Since 2011, Class 111 tank cars like the ones involved in the Lac-Megantic disaster have also been built to the tougher requirements of CPC-1232.
Most recently, Transport Canada has announced plans to enhance the CPC-1232 standard.
The new TC 117 standard will require changes such as protection for top fittings, an outer cover to provide thermal protection, and 9/16-inch steel compared to the existing 7/16-inch standards. It is all great to hear. Transport Canada should be commended for taking action.
But the older 111 cars will continue to haul crude oil until May 2017. The CPC-1232 will be in place until July 2023. The amended regulations will not require superior Electronically Controlled Pneumatic (ECP) brakes, either.

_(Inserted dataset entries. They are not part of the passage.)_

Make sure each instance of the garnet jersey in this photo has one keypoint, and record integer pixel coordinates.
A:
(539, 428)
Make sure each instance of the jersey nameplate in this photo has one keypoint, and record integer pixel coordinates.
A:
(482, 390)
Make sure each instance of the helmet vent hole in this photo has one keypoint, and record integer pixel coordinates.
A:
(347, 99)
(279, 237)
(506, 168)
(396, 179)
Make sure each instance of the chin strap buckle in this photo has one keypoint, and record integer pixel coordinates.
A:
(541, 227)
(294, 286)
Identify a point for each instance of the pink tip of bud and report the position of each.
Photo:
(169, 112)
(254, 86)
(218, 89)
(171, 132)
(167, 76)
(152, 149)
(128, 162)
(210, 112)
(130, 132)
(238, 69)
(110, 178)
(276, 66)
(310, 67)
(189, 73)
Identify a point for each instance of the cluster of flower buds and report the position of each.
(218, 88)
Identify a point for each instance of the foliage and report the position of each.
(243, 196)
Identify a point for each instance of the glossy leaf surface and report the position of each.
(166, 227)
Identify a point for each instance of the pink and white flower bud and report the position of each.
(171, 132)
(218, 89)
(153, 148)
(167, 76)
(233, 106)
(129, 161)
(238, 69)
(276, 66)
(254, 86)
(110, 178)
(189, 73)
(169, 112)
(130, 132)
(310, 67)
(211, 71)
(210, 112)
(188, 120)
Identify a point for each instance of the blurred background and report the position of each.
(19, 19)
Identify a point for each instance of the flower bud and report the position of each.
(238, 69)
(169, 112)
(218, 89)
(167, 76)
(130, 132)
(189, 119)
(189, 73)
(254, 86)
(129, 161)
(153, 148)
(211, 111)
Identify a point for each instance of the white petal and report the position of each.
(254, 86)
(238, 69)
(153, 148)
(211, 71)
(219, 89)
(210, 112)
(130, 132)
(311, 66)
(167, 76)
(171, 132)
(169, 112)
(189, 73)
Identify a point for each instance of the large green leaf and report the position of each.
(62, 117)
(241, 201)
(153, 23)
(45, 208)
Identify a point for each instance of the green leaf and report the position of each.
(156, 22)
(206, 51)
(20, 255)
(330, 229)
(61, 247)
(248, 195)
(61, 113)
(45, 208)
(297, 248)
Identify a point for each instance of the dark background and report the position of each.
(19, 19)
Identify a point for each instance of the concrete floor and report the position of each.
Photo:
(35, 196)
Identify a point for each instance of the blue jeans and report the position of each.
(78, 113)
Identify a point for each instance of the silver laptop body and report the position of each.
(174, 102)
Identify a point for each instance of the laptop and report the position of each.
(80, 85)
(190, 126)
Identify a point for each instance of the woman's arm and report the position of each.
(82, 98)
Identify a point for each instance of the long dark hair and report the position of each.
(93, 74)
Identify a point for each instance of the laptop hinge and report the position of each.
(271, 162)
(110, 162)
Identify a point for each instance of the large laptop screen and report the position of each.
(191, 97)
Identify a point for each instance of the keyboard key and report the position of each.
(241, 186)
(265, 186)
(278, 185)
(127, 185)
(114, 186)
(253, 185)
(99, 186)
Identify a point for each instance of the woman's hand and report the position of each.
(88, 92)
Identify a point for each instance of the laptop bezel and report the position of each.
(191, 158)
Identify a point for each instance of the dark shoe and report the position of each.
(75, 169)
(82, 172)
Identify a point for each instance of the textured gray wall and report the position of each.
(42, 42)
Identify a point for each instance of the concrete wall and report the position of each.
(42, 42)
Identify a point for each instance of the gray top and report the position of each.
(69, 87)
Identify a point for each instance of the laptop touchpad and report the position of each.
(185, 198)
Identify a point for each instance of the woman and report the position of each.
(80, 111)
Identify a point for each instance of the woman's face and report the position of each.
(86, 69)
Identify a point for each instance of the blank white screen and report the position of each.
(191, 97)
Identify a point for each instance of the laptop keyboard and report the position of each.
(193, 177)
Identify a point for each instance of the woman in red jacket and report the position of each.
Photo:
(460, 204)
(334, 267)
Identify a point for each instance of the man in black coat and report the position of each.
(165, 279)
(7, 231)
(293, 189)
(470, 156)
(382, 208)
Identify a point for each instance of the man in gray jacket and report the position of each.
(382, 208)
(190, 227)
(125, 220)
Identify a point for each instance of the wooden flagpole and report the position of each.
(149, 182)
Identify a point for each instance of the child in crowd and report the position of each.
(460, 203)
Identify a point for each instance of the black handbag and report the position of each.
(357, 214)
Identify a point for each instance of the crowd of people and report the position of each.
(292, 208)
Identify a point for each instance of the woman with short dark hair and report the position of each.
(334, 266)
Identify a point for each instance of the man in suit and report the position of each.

Transport Canada is expected to include this in operating requirements instead.
It begs an important question: How do we improve public safety in the years leading up to these deadlines?
Don’t get me wrong. I understand and respect that rules need to be phased in over time. It is impractical and impossible to remove the older rail cars from service immediately. It would be no different if changes had to be made to any trailers hauled by on-road fleets.
But in the short term, the operational practices that are followed when hauling dangerous goods – specifically, crude oil – should be scrutinized by the federal government with a goal of recommending and implementing the steps that railways are required to take. Train speeds had already been reduced to 97 km/h along the Northern Ontario routes where the derailments occurred. In some areas they have been further reduced to 56 km/h. Early investigations have also led to questions about track conditions.
Perhaps the track maintenance procedures, and the related oversight, needs to be enhanced. Changes like these can surely be introduced before the equipment itself is renewed and replaced.
It is clear that Transport Canada needs to conduct a broader study to determine the cause of these derailments and the practices that could reduce the likelihood of future situations. The goal of protecting the public and our environment deserves nothing less.